Mary Hegeler took the unusual step for a woman of her time period in pursuing a college career. She attended school at La Salle, and at the age of sixteen we find her working in the weigh-office of the zinc plant. She was interested in her father's zinc smelter and in how smelting furnaces worked. She was her father's constant companion in the works, becoming expert at reading the furnaces. Soon thereafter she entered the University of Michigan where she devoted her attention chiefly to mathematics and chemistry, graduating with the class of 1882. She then went over to her father's old home at Freiberg, attending lectures on metallurgy in the Mining Academy, and working in the laboratory of her uncle, the famous chemist Clemens Winkler.

== Education ==
She attended the University of Michigan and was the first woman to graduate from the university with a bachelor's degree in engineering in 1882.

In February 1885 she applied to study at the Bergakademie Freiberg. A letter of recommendation from her cousin Clemens Winkler ensured that her application was approved and she became the first woman to be legally enrolled. Mary Hegeler studied in Freiberg from April 1885 to Easter 1886, although she had to have a private laboratory because she was a woman. Although her academic performance was excellent, she was not allowed to officially graduate because she was a woman. Whilst she was a student in his laboratory, Winkler discovered and successfully isolated the element Germanium (Ge) in the mineral argyrodite.

== Career ==
In the summer of 1886 Hegeler returned to La Salle.

Aged 25, she became part of the management of her father's company, which now employed between 700 and 800 people. Edward Carl Hegeler increasingly devoted himself to his interests of religion and philosophy and founded the Open Court Publishing Company, a publishing house specialising in these subjects. He started The Open Court magazine in 1887 and The Monist in 1890. The editor-in-chief was the philosopher Paul Carus. Mary Hegeler married Carus on March 29, 1888.

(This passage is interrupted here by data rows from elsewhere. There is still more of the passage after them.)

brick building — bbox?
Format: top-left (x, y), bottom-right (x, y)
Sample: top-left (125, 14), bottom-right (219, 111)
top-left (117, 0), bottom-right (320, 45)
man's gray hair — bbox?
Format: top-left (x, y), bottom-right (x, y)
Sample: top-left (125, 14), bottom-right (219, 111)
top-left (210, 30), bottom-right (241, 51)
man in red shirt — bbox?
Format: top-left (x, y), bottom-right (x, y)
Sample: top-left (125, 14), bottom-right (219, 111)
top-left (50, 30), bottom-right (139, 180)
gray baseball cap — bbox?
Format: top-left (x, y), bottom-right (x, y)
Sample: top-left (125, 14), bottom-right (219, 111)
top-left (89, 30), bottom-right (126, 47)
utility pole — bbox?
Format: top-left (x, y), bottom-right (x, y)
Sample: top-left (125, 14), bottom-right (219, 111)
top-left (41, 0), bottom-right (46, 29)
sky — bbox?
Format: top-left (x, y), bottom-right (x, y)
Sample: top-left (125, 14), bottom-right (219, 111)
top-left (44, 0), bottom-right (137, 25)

In 1903 she became chairman of the board of the Matthiessen-Hegeler Zinc Company after her father became more concentrated on his work as a publisher. She prevented her brothers Julius and Herman's from selling the company whilst her father was on holiday.By 1903 she was Chief Executive and President of the company, although lost this role for a while after her father's death in 1910 due to family disagreements. From 1917 to 1933 she worked as company secretary and then became president for a second time between 1933 and her death in 1936. In 1924 she was involved in a buyout of the Matthiessen family, and guided the business through the Great Depression in the 1930s.

After the death of her husband in 1919, she took over the editing of The Open Court and The Monist. She published the Carus Lectures series and, in collaboration with the Mathematical Association of America, the Carus mathematical monographs series.

== Personal life ==
Mary Hegeler married Carus in 1888. Between 1889 and 1901, she gave birth to seven children. Her firstborn, Robert died at birth, but Edward (b. 1890), Gustave (b. 1892), Paula (b. 1894), Elisabeth or "Libby" (b. 1896), Herman (b. 1899), and Alwin (b. 1901) all lived long lives.

Mary Hegeler Carus died after a brief illness on June 27, 1936. She was buried in a casket made of the best zinc her family company could create.

== Commemoration ==
In 2012, TU Bergakademie Freiberg introduced the Mary Hegeler Scholarship, to be awarded annually to support young women scientists in their habilitation or post-doctoral work.